The SQ7 has a more aggressive look than the standard Q7. The S-specific bumper has larger air intakes, and standard 21-inch wheels give this thing some great curb appeal — as do the quad exhaust tips. Those who want a broody look can opt for the Black Optic package to add a darker vibe to the grille, mirror housings, door blades, window surrounds, bumper details and roof rails.
The heart of the SQ7 is a twin-turbocharged 4.0-liter V8 that growls to life on startup. This is the same engine used in the aggro RS Q8, but it’s detuned here to “only” produce 500 horsepower and 568 pound-feet of torque. All that grunt gets down to all four wheels through an eight-speed automatic transmission.
Audi equips the SQ7 with an adaptive air suspension and rear-axle steering, and an optional torque-vectoring rear differential really helps this 5,291-pound SUV hustle. On the road, the SQ7 hunkers down and handles like a boss, feeling like a much smaller, more nimble car. Audi’s active roll stabilization tech helps here, too, as do grippy summer tires. My only complaint is that the steering feel is really light — a common trait across all new Audis.
As for straight-line speed, Audi says the SQ7 can scoot to 60 mph in 4.3 seconds, and freeway merging is a breeze thanks to tons of low-end power. Of course, fuel economy takes a hit here, but it’s pretty much on par when compared to other performance SUVs. The SQ7 is rated at 15 mpg city, 21 mpg highway and 17 mpg combined, and during a week of testing, I see 19.3 mpg.

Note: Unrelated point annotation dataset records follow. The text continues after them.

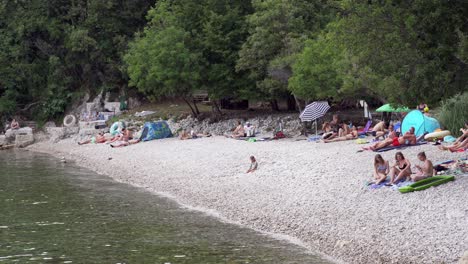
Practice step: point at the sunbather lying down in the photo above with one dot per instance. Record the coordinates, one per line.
(352, 135)
(407, 139)
(192, 135)
(459, 146)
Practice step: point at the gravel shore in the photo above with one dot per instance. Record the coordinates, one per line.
(313, 192)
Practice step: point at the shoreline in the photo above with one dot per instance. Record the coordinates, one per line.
(297, 194)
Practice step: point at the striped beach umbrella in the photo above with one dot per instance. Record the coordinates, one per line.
(314, 110)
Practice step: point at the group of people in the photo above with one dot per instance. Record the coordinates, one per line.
(401, 169)
(338, 131)
(247, 130)
(461, 143)
(183, 135)
(12, 124)
(120, 137)
(409, 138)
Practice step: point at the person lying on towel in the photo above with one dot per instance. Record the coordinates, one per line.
(407, 139)
(352, 135)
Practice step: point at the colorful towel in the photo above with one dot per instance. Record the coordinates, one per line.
(399, 147)
(373, 186)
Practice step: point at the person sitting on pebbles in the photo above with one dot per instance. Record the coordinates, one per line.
(100, 138)
(460, 143)
(249, 130)
(184, 135)
(400, 170)
(253, 164)
(407, 139)
(122, 139)
(424, 171)
(327, 131)
(352, 135)
(14, 124)
(238, 131)
(381, 169)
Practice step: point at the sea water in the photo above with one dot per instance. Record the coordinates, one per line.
(55, 212)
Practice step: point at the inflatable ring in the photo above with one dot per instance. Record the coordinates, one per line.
(115, 128)
(69, 121)
(438, 134)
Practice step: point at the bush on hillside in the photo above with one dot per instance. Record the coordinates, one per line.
(454, 113)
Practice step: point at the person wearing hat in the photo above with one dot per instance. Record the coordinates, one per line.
(249, 130)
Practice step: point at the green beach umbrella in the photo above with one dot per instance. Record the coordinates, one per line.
(389, 108)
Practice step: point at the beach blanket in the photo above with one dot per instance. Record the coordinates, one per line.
(314, 138)
(399, 147)
(373, 186)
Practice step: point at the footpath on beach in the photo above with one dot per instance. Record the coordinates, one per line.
(309, 192)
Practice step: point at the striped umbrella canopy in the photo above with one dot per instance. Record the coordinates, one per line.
(314, 110)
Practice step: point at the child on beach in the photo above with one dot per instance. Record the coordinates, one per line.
(424, 171)
(400, 170)
(253, 164)
(381, 169)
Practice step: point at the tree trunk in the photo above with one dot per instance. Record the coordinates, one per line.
(291, 103)
(215, 108)
(195, 106)
(298, 103)
(191, 108)
(274, 105)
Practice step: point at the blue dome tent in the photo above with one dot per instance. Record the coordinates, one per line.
(421, 123)
(155, 130)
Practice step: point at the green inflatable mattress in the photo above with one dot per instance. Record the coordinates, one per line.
(426, 183)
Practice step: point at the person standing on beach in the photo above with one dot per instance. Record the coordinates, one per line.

The SQ7 offers three rows of seats, but the way-back should be reserved for children only. I contorted my 5-foot, 9-inch frame back there and trust me, it’s not a place for adults. Fold the third row flat, however, and there’s lots of cargo space — 35.7 cubic feet, to be exact. That’s more than you get in rivals such as the BMW X5, Mercedes-Benz GLE-Class and Genesis GV80.
The interior is full of soft-touch materials and leather upholstery, done up in red in my test car. All the luxury features you could ever want are here, too, including heated, ventilated, massaging front seats, as well as heated rear seats, LED ambient lighting and power soft-close doors.

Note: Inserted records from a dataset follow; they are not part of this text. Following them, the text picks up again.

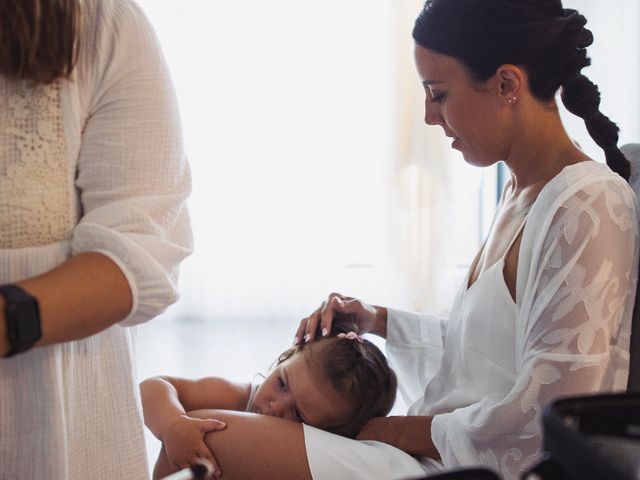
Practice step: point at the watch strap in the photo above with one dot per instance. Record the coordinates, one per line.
(22, 316)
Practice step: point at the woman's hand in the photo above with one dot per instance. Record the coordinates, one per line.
(184, 442)
(369, 318)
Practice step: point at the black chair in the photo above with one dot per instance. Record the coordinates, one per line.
(593, 437)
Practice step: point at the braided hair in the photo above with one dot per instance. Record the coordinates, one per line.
(550, 42)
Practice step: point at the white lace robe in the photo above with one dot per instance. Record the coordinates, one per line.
(91, 164)
(575, 288)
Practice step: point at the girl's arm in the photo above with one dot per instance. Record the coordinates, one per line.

Audi’s Virtual Cockpit digital gauge cluster runs on a 12.3-inch display and it’s one of the best systems in the business, especially thanks to Google satellite view maps. The rest of Audi’s infotainment system lives on two stacked screens on the center console. The upper 10.1-inch display is used for functions like navigation and media, while the lower 8.6-inch screen runs the climate control and other functions. Wireless Android Auto and Apple CarPlay are included, too.
For 2022, full-speed adaptive cruise control and lane-keeping assist are standard. My tester has a few optional features, as well, including intersection assist, which can monitor cross traffic and make sure you don’t try to turn left at an oncoming car.

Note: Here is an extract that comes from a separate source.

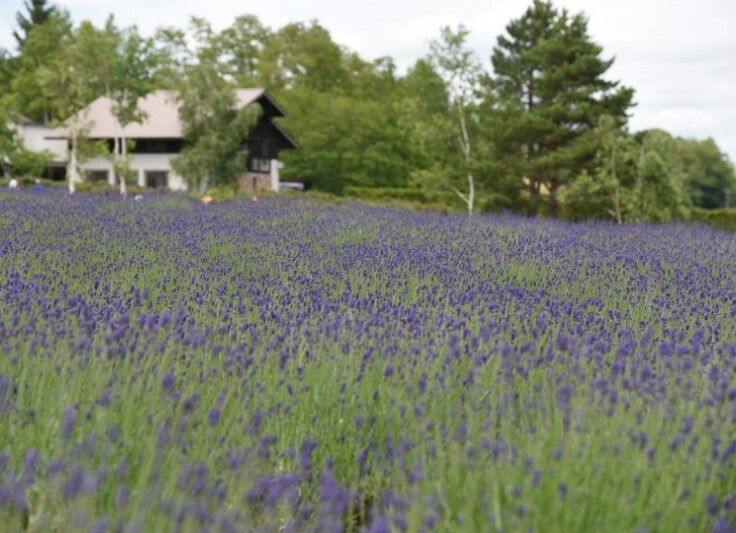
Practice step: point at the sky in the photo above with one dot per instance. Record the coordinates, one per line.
(679, 55)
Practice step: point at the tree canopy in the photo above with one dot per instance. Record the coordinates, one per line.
(538, 127)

Of course, all this power, luxury and tech is expensive. With all the bells and whistles, my tester costs $106,390 including $1,095 for destination — nearly $20,000 more than the base MSRP. That includes the $5,000 Prestige pack and $5,900 Sport pack, the latter of which is how you get the active rear differential.
What else is out there for that price? If you can live with just two rows of seats, the BMW X5 M50i and Porsche Cayenne S are up there in terms of power, but I like the SQ7’s interior and tech better. If you don’t need V8 power, the Genesis GV80 and Mercedes-AMG GLE53 are options, but they aren’t as exciting.
Expensive as it can get, the 2022 Audi SQ7 is a rip-roarin’ SUV that sacrifices nothing in the way of comfort or convenience features. Forget about the third row, and this is a great-driving, luxurious SUV that’ll satisfy your need for speed.